One additional aspect of widening the food basket should be the promotion of fish food sources. This will require a responsible approach to marine and fresh water resources and research and development of aquaculture. The Commission recognises the need to enhance the direct human consumption of fish already caught rather than its use as animal feed. Better enforcement of the existing marine fisheries agreements is also imperative. Regulations and economic incentives to reduce waste of unwanted fish should be adopted. The United Nations should consider establishing a World Ocean Affairs Observatory to police the seas. This is important to preserve the major nutritional, health and economic benefits offish and fish products. A "blue revolution" is therefore required to allow local communities and low income groups to benefit from the production as well as consumption of fish.
Box 4.4 A global nutrient security strategy A strategy to preserve nutrient security should:
The UN needs to encourage better methods to ensure that global food stocks are maintained effectively and with appropriate nutritionally balanced stocks. These should allow those countries with particular food crises after drought, pests or wartime destruction of food supplies, to obtain good quality supplies at affordable prices. The current tendency for Europe and North America to provide whatever stock surpluses they have accumulated as a result of pricing and trade policies is unsatisfactory.
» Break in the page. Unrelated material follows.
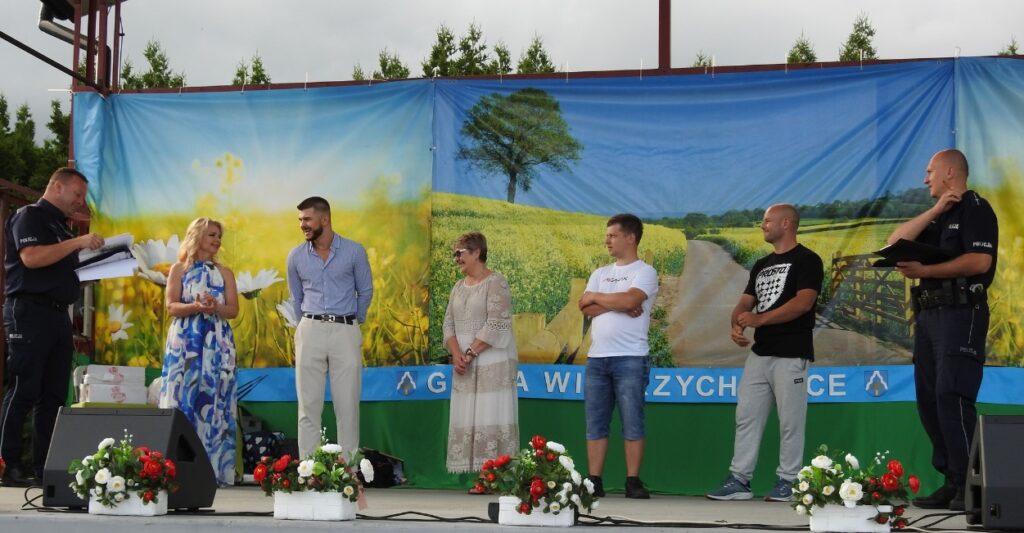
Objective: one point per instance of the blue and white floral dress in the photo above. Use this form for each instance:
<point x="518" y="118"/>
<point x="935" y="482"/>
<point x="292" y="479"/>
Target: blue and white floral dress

The ACC/SCN should explore how best to set optimum proportions or ranges of different foods in these global food stocks. |
4.4.3 Ensuring that free trade is fair
Re-negotiation of world trade rules is due to begin in 1999. The Commission welcomes the establishment of the Global Forum on Sustainable Food and Nutritional Security, which has recently been formed to prepare for this review and collate evidence of the impact of the WTO with a strong Southern perspective. These negotiations should recognise the differing needs of industrialized and developing countries. The rules should distinguish between countries which support over-production by the creation of surpluses and those countries seeking only to achieve self-sufficiency and promote food security. The rules should allow the latter to protect their markets to some degree while they strive for food security. Food safety standards should be developed to meet the needs of the poor countries as well as the needs of the richer countries. A number of other measures are required to ensure that food security and nutrition are adequately protected in the increasingly global economy, These are set out in Chapter 7.
The Commission concludes that new safeguards are needed, as food markets open, to protect public health in terms of food standards, the safety of genetically-modified crops, the protection of the nutritional quality of food and to control the influx of virulent microorganisms. This requires a new approach by health ministries and the developing world to the work of the FAO/WHO Codex Alimentarius as part of the WTO agreements.